5.8    Nach dem Gesagten besteht kein Anspruch auf eine Rente. Die angefochtene Verfügung erweist sich demnach als rechtens, was zur Abweisung der Beschwerde führt. Bei einer Verschlechterung der gesundheitlichen Situation steht es dem Beschwerdeführer frei, mit einem Revisionsgesuch eine Verschlechterung geltend zu machen.


6.    

6.1    Da es im vorliegenden Verfahren um die Bewilligung oder Verweigerung von IV-Leistungen geht, ist das Verfahren kostenpflichtig. Die Gerichtskosten sind nach dem Verfahrensaufwand und unabhängig vom Streitwert festzulegen (Art. 69 Abs. 1bis IVG) und auf Fr. 800.-- anzusetzen. Entsprechend dem Ausgang des Verfahrens sind sie dem unterliegenden Beschwerdeführer aufzuerlegen. Zufolge Gewährung der unentgeltlichen Prozessführung sind die Gerichtskosten einstweilen auf die Gerichtskasse zu nehmen.

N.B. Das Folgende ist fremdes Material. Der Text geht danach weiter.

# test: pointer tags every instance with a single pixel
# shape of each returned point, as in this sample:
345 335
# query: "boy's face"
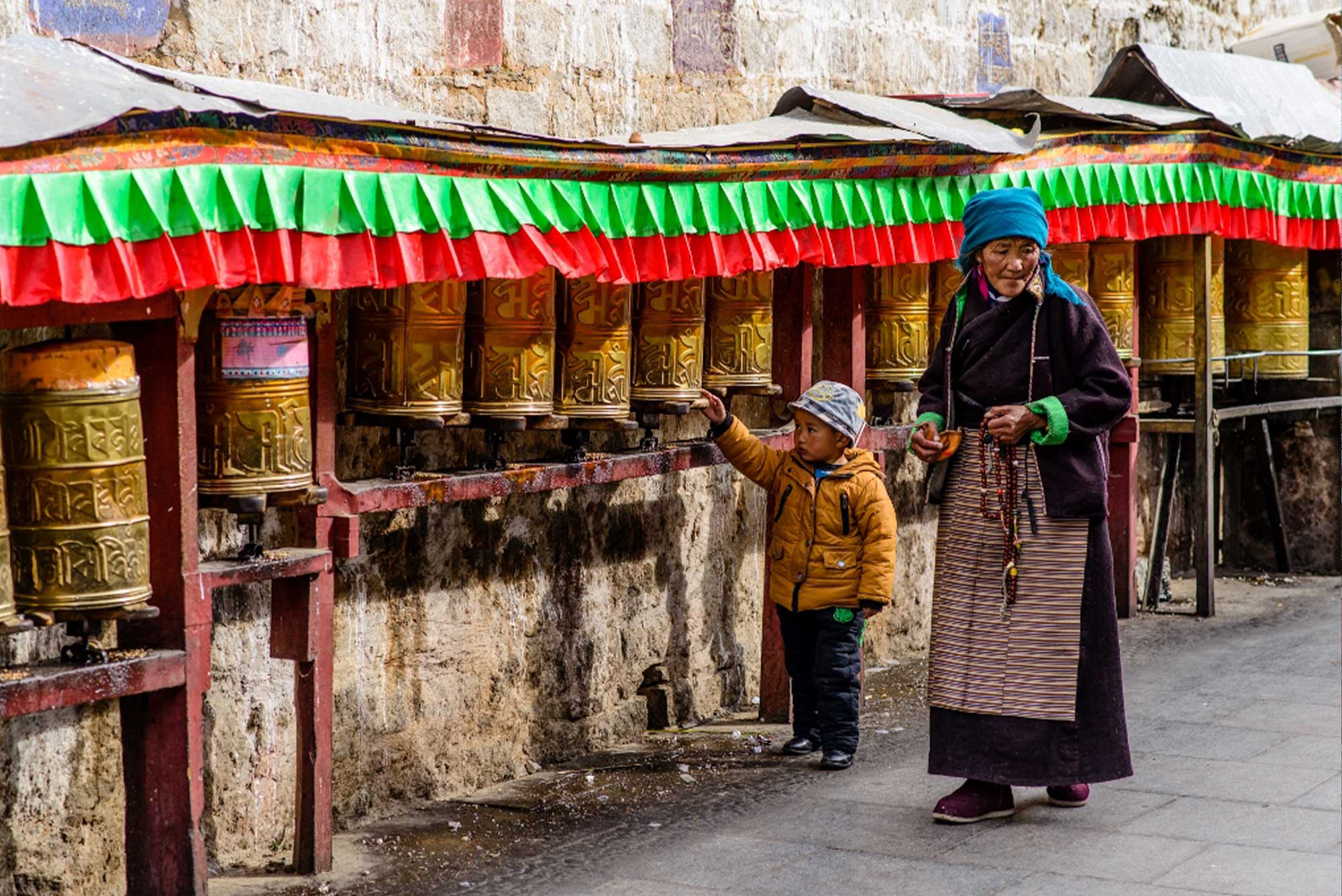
817 441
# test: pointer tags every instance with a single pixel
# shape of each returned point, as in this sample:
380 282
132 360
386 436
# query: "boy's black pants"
823 654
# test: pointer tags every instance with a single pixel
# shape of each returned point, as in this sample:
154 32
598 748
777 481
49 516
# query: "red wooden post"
792 294
845 333
313 686
162 733
1123 508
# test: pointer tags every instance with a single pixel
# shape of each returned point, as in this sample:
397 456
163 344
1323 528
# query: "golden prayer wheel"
1268 306
1170 304
511 347
740 332
7 608
897 324
595 345
409 349
945 281
253 412
76 466
669 341
1113 285
1072 262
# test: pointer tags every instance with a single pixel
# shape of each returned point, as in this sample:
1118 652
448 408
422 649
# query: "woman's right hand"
716 411
927 443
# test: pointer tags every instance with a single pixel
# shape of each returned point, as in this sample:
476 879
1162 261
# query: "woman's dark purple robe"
1077 363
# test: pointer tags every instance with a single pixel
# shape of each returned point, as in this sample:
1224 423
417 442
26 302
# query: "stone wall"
478 639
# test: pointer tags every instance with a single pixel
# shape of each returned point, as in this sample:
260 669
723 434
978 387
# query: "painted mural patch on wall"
474 34
704 36
995 70
120 26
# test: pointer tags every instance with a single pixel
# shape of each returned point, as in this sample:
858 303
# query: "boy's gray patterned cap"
835 404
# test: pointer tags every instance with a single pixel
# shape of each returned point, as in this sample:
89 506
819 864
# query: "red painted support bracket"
54 687
276 565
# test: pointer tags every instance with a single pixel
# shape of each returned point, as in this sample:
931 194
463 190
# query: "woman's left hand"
1013 423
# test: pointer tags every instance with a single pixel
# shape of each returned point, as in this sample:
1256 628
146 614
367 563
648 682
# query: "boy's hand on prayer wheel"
927 443
1013 423
716 412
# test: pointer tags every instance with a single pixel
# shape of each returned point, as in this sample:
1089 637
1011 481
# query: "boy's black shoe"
837 760
799 748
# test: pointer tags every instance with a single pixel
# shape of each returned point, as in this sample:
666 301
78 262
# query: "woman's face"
1009 265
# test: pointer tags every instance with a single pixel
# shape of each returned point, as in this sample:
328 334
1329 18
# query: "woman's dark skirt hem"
1035 753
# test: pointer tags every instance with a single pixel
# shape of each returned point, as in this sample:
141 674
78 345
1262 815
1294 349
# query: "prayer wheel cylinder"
595 345
945 281
1113 285
897 324
76 467
669 341
1268 306
740 328
7 607
409 349
511 347
253 412
1170 304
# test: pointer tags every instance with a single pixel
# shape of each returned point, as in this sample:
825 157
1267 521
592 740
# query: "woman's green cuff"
928 416
1051 410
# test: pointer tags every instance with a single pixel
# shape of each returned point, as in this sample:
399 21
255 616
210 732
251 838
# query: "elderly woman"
1025 681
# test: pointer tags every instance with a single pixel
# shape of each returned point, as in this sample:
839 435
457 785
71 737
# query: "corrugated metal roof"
928 121
791 127
1268 101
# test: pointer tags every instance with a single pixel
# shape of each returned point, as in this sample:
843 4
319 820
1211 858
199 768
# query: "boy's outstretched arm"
756 462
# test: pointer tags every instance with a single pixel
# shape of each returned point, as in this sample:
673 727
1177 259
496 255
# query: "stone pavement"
1238 744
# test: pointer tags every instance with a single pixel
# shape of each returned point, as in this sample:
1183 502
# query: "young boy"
833 556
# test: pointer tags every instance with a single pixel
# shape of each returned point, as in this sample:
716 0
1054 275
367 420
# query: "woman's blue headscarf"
1013 211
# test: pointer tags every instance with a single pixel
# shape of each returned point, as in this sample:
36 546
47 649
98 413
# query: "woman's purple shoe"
1069 797
975 801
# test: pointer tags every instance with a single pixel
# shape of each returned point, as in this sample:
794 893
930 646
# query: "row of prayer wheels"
1259 304
535 347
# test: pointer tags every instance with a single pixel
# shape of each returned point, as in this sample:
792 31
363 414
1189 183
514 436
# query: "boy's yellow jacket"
834 541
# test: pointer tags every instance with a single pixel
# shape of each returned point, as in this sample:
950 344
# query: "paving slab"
1292 718
1199 741
1221 780
1081 852
1243 824
1327 796
1050 885
1249 871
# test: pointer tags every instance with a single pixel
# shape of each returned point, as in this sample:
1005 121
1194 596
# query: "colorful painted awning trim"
113 218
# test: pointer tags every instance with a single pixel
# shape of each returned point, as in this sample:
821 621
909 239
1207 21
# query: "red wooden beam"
54 687
162 732
794 290
60 315
378 496
276 565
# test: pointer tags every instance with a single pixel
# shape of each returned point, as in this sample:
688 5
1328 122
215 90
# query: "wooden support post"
1274 502
1204 431
1123 508
313 682
162 733
845 333
1162 526
792 351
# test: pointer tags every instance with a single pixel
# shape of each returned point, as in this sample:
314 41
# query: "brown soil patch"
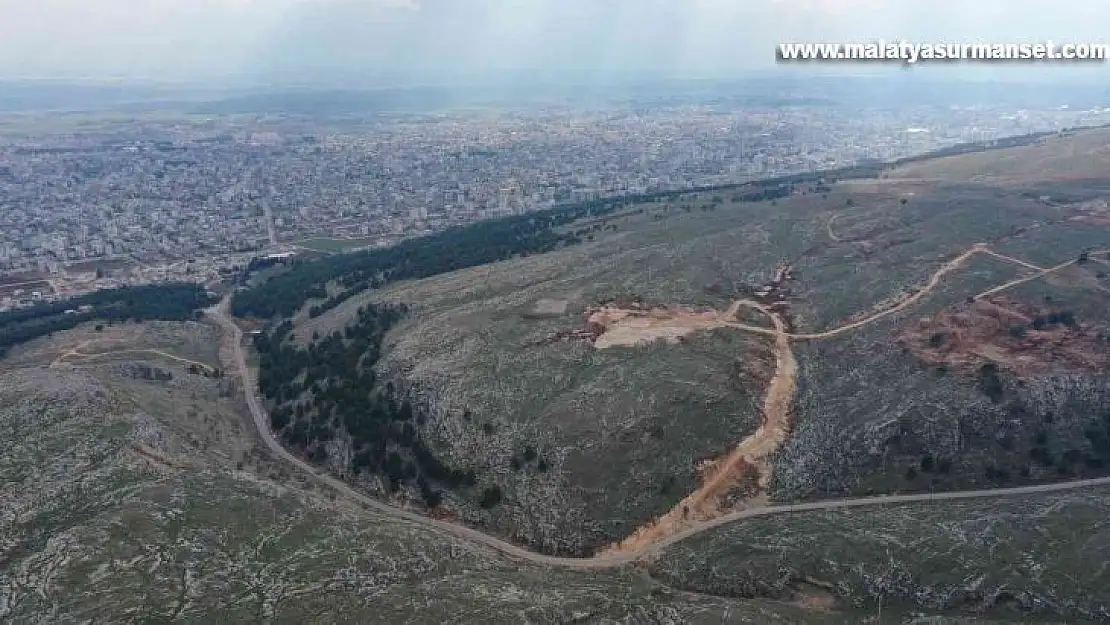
631 326
1000 331
738 480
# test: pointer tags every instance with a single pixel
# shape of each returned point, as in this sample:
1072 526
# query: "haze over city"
554 311
375 42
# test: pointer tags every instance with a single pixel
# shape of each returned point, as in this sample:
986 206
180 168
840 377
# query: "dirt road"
752 454
779 395
234 336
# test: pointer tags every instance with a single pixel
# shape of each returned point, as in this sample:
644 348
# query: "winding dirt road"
777 403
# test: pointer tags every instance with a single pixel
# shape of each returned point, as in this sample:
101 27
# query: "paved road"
234 336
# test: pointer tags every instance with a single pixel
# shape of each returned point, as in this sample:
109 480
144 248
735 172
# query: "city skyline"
432 41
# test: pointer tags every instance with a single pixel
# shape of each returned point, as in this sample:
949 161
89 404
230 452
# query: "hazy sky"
185 40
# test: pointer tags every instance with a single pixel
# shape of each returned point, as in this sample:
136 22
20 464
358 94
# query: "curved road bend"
606 561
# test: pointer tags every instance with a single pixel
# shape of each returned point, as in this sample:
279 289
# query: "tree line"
330 390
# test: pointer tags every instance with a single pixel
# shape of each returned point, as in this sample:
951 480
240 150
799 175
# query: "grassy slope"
93 530
614 425
866 411
1030 557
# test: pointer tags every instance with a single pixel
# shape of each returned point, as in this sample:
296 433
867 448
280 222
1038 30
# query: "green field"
335 245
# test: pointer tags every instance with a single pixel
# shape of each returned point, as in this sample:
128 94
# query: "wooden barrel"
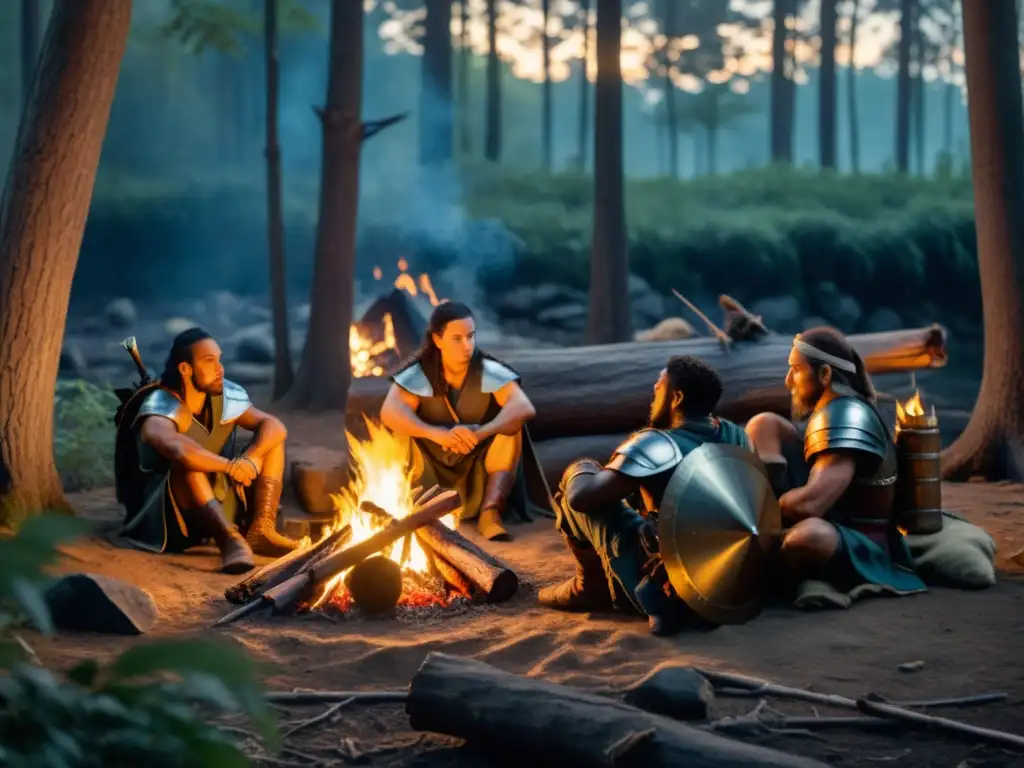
919 488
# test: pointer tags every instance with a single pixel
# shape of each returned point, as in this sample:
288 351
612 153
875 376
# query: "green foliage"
83 434
150 707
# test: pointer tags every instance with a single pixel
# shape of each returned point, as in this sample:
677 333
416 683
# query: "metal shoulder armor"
236 402
162 402
646 453
496 375
414 381
849 424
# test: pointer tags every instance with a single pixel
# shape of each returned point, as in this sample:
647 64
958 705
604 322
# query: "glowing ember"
380 473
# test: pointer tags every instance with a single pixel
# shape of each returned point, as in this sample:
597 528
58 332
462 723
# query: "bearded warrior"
179 475
466 415
836 477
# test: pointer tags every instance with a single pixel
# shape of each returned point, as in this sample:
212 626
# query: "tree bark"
436 120
608 318
465 55
903 86
31 22
607 389
583 124
42 217
493 117
284 371
547 105
851 92
991 443
326 369
826 86
781 152
527 720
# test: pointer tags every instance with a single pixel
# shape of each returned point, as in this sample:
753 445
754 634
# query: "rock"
95 603
175 326
73 360
883 320
254 344
779 313
121 313
673 690
671 329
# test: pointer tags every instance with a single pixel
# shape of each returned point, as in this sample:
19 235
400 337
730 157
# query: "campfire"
373 343
390 545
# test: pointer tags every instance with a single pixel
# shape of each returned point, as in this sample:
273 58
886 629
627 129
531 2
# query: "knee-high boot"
262 534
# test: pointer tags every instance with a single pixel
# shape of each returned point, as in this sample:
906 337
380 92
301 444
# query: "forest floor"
970 642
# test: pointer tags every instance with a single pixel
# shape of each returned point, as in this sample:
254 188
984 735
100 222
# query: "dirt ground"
970 642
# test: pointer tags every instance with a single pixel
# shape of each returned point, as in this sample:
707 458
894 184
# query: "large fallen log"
526 720
607 389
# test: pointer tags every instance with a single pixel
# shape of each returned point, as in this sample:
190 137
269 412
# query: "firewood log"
526 720
496 580
607 389
285 567
288 594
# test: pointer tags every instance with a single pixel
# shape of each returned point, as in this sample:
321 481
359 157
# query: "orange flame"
380 472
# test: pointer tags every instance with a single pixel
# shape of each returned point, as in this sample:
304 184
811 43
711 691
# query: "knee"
811 540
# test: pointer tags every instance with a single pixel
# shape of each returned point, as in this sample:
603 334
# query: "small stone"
91 602
673 690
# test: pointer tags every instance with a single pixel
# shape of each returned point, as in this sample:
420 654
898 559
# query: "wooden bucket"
919 488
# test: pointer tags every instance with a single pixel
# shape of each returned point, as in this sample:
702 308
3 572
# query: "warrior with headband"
836 477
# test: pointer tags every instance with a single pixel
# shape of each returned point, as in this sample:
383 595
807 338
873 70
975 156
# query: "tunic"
154 518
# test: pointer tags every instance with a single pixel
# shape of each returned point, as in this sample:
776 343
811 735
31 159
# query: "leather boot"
236 556
262 535
586 591
495 497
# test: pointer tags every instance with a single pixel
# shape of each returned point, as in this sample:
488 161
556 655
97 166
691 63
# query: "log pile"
299 578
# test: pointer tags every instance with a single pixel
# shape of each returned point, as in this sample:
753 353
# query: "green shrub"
150 707
83 434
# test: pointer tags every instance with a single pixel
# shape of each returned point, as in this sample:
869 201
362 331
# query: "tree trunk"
991 443
608 318
326 369
780 152
42 217
826 87
436 121
851 92
547 104
493 118
903 86
465 56
284 372
583 126
671 116
31 19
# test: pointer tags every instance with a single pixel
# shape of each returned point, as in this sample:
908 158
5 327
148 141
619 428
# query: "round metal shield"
717 523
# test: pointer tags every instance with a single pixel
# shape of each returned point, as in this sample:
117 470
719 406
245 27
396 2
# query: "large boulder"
91 602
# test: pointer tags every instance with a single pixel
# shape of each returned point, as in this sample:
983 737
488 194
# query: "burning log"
527 720
606 389
285 567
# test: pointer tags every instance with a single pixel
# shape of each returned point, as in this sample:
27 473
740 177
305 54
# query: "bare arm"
830 476
607 486
398 415
269 430
516 411
164 436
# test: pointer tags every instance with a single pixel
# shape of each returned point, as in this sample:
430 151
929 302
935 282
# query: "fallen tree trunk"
607 388
528 720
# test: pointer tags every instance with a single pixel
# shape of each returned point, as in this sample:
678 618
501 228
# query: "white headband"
832 359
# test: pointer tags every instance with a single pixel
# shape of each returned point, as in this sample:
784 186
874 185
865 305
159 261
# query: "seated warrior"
836 478
603 522
186 469
465 413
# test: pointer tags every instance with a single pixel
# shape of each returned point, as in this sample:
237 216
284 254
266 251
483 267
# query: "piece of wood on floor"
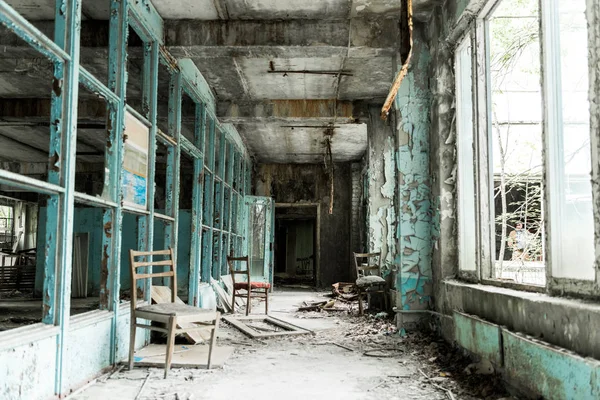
228 282
162 294
244 324
183 356
224 300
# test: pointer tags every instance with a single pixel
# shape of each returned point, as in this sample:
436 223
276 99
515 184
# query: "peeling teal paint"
414 229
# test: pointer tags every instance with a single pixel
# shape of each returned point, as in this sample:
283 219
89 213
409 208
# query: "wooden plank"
221 295
238 322
162 294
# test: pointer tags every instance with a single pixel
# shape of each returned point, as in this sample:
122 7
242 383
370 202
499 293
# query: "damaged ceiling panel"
273 143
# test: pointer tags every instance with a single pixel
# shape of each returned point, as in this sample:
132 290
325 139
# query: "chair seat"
369 280
253 285
176 309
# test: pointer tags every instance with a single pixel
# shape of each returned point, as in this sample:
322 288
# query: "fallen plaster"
382 190
414 233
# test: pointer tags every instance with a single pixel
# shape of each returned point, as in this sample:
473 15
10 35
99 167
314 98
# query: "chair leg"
170 344
233 303
385 300
213 340
248 302
266 301
132 330
360 309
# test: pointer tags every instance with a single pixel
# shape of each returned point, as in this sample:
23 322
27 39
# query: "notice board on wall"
135 163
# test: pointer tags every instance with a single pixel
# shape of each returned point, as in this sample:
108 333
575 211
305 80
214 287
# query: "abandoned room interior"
455 141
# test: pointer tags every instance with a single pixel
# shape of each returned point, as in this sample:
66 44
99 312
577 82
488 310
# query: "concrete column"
417 221
381 221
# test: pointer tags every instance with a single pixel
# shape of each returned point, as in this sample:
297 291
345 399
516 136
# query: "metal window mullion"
552 135
112 219
197 198
150 82
483 151
217 224
173 160
64 141
593 18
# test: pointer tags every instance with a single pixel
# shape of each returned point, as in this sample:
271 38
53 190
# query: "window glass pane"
466 184
516 142
577 220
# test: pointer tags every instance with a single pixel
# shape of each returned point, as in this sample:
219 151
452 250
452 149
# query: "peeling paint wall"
416 220
308 183
443 150
381 223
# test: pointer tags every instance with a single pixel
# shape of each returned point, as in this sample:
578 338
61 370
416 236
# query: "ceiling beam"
308 112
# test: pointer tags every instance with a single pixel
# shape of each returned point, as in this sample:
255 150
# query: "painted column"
382 188
415 222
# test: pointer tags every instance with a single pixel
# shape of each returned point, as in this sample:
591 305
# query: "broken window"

6.2    Mit Gerichtsverfügung vom 21. Februar 2022 (Urk. 13) wurde unter anderem auf die Möglichkeit hingewiesen, dem Gericht vor Fällung des Endentscheides eine detaillierte Zusammenstellung über den bisherigen Zeitaufwand und die bisher angefallenen Barauslagen einzureichen, und dass im Unterlassungsfall das Gericht die Entschädigung nach Ermessen festsetzt.

    Bis dato wurde keine entsprechende Honorarnote eingereicht, weshalb der unentgeltliche Rechtsvertreter, Rechtsanwalt Jürg Federspiel, beim praxisgemässen Stundenansatz von Fr. 220.-- (zuzüglich Mehrwertsteuer) ermessensweise mit Fr. 2’000.-- (inkl. Barauslagen und Mehrwertsteuer) aus der Gerichtskasse zu entschädigen ist.

6.3    Der Beschwerdeführer ist auf § 16 Abs. 4 des Gesetzes über das Sozialversicherungsgericht (GSVGer) hinzuweisen, wonach er zur Nachzahlung der Auslagen für die unentgeltliche Rechtspflege verpflichtet ist, sobald er dazu in der Lage ist.



Das Gericht erkennt:

1.    Die Beschwerde wird abgewiesen.

2.    Die Gerichtskosten von Fr. 800.-- werden dem Beschwerdeführer auferlegt, zufolge Gewährung der unentgeltlichen Prozessführung jedoch einstweilen auf die Gerichtskasse genommen. Der Beschwerdeführer wird auf die Nachzahlungspflicht gemäss § 16 Abs. 4 GSVGer hingewiesen.

3.    Der unentgeltliche Rechtsvertreter des Beschwerdeführers, Rechtsanwalt Jürg Federspiel, Zürich, wird mit Fr. 2’000.-- (inkl. Barauslagen und MWSt) aus der Gerichtskasse entschädigt. Der Beschwerdeführer wird auf die Nachzahlungspflicht gemäss § 16 Abs. 4 GSVGer hingewiesen.

4.    Zustellung gegen Empfangsschein an:

- Rechtsanwalt Jürg Federspiel

- Sozialversicherungsanstalt des Kantons Zürich, IV-Stelle

- Bundesamt für Sozialversicherungen

sowie an:

- Gerichtskasse

5.    Gegen diesen Entscheid kann innert 30 Tagen seit der Zustellung beim Bundesgericht Beschwerde eingereicht werden (Art. 82 ff. in Verbindung mit Art. 90 ff. des Bundesgesetzes über das Bundesgericht, BGG). Die Frist steht während folgender Zeiten still: vom siebten Tag vor Ostern bis und mit dem siebten Tag nach Ostern, vom 15. Juli bis und mit 15. August sowie vom 18. Dezember bis und mit dem 2. Januar (Art. 46 BGG).

    Die Beschwerdeschrift ist dem Bundesgericht, Schweizerhofquai 6, 6004 Luzern, zuzustellen.

    Die Beschwerdeschrift hat die Begehren, deren Begründung mit Angabe der Beweismittel und die Unterschrift des Beschwerdeführers oder seines Vertreters zu enthalten; der angefochtene Entscheid sowie die als Beweismittel angerufenen Urkunden sind beizulegen, soweit die Partei sie in Händen hat (Art. 42 BGG).